- Process: Apply writing processes (e.g., pre-writing, drafting, revising, editing, proof-reading) and collaborative strategies (e.g., discussion, peer review, critique, conferencing) to a variety of writing tasks, including the use of writing as a tool for inquiry.
- Focus: Develop a controlling idea/thesis for the personal essay.
- Development: Through the close analysis of diverse model texts, identify strategies for supporting, developing, clarifying, and extending the focus of an essay, especially through the integration of cultural perspectives and personal experience.
- Rhetorical Strategies: Analyze a variety of rhetorical situations to respond appropriately to diverse audiences, purposes, and genres.
- Conventions: Identify common formats and conventions (e.g., structure, tone, mechanics) for different genres of writing, including electronic texts.
TASK: Your portfolio is the culmination of all you have learned in this class so far. Your job is to show off what you have learned about writing in this course. How? By compiling your two best pieces of writing from the course, a new reflective essay, and other artifactsfrom the class that represent important steps in your learning this term.
Your two best pieces of writing should be major writing assignments that have been significantly revised, such that they are the absolute best writing you have produced for a class. (Most students choose to do further revision and editing to the pieces they have revised for the two revision projects.) These assignments should feel complete and finished, and you might think of the portfolio as a “publication” opportunity.
Likewise, your reflective essay should be carefully composed, revised, and edited — it, too, should feel complete and finished. (See below for more specifics about the reflective essay.)
The trickiest part of this assignment might be gathering “artifacts” of your learning.

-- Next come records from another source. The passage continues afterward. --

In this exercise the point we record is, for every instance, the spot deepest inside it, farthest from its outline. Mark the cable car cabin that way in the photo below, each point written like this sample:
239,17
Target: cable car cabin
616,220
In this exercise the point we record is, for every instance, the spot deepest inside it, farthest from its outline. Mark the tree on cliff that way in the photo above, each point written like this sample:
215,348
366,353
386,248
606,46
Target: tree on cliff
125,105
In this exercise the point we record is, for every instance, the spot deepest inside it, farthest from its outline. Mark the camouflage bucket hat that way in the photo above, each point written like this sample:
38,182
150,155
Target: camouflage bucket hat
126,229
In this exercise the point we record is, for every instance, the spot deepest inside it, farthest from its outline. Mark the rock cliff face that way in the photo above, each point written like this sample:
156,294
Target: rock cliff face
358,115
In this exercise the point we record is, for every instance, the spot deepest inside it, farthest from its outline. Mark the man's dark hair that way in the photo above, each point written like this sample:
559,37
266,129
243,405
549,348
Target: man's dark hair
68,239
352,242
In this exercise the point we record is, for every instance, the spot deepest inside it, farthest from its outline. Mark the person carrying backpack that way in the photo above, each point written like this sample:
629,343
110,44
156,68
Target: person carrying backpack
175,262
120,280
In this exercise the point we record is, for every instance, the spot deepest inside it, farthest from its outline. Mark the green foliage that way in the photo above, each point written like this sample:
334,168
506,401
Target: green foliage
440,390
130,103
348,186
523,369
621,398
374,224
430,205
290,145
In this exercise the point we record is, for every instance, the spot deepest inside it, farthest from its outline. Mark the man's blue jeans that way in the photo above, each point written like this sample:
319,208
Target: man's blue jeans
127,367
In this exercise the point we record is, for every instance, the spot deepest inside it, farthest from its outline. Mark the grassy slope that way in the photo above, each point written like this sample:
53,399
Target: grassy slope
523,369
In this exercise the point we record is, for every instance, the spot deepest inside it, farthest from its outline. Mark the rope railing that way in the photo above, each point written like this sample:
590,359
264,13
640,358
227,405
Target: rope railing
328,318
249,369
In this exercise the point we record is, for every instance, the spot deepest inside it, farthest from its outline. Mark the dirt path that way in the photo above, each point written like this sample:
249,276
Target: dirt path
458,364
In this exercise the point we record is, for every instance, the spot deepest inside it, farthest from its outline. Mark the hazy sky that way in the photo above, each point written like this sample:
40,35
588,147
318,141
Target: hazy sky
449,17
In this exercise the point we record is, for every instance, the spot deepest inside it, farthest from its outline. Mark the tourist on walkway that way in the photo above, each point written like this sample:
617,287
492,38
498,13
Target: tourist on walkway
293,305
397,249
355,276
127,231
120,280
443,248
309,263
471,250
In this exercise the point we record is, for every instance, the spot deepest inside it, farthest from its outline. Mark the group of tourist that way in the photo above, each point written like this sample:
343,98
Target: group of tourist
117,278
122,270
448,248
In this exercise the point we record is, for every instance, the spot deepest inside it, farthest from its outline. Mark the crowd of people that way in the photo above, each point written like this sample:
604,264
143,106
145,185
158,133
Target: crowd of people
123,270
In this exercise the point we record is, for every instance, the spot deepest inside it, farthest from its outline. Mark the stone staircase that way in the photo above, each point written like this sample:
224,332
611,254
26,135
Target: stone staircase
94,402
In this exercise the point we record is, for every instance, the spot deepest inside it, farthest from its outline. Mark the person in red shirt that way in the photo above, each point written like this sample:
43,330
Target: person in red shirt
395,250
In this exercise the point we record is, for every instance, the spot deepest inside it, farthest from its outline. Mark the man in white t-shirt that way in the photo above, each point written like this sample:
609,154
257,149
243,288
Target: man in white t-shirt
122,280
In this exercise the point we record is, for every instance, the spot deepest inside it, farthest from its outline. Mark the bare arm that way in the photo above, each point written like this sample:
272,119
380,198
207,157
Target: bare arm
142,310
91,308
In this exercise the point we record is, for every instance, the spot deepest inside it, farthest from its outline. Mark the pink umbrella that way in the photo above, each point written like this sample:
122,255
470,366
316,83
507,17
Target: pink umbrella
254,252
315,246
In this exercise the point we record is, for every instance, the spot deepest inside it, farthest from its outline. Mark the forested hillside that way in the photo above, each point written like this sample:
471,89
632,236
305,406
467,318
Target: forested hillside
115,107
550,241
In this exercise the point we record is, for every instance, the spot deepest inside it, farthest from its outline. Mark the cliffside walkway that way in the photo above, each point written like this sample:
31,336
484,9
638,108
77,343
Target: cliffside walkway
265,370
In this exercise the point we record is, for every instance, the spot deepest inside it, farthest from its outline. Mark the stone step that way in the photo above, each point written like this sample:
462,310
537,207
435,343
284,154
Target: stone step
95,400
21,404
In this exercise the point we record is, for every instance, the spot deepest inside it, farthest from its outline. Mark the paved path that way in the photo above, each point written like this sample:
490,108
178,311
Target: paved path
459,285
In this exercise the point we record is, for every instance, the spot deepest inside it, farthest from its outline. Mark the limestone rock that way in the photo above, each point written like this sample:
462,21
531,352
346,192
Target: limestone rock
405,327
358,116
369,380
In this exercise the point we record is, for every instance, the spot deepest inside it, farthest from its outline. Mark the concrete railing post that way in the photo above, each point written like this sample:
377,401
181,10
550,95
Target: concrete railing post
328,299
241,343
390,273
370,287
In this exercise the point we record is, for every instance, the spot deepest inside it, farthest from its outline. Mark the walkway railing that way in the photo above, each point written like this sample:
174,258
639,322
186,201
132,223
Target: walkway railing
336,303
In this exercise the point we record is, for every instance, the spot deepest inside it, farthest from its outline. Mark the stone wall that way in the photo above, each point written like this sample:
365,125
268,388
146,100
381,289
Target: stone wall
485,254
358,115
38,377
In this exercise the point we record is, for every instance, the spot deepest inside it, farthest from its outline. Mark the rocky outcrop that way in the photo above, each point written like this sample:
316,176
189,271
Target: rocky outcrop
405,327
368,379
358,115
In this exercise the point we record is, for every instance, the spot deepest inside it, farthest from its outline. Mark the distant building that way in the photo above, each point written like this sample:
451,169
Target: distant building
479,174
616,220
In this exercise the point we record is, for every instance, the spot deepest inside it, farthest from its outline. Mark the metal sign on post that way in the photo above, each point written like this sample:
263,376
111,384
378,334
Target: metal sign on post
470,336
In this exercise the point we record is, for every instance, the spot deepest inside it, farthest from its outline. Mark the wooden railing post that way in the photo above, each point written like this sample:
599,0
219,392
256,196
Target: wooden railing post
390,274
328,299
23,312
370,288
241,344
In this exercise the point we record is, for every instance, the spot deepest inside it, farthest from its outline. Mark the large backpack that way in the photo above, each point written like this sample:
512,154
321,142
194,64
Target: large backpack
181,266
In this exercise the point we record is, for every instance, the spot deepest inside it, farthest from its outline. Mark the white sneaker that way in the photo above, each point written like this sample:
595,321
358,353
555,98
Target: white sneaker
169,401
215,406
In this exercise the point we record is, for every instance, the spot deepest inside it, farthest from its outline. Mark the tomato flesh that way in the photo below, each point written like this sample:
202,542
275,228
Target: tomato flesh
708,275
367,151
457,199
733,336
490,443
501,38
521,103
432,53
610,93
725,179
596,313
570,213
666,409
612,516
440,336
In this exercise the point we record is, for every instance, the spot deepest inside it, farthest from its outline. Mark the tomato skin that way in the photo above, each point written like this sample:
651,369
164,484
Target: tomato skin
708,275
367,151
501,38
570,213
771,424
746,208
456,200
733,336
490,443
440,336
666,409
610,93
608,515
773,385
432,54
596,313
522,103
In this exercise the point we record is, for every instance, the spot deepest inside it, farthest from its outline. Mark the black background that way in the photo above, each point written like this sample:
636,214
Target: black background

What counts as an artifact? Well — just about anything! Consider including any of the following:
- Early drafts of your major writing assignments, to illustrate your growth
- Writer’s Journal entries that were particularly useful to your writing process
- Copies of discussion posts that helped you to understand important concepts
- Copies of peer or instructor feedback that you found especially helpful
- Copies of peer review letters you wrote
Many students find it useful to think of their portfolio as sending a particular message about what they learned in this course. In the “Writing Processes” mini-lecture for unit 7, you will consider a number of approaches to talk with the selection of artifacts, arrangement of the portfolio, and approach to the reflective essay.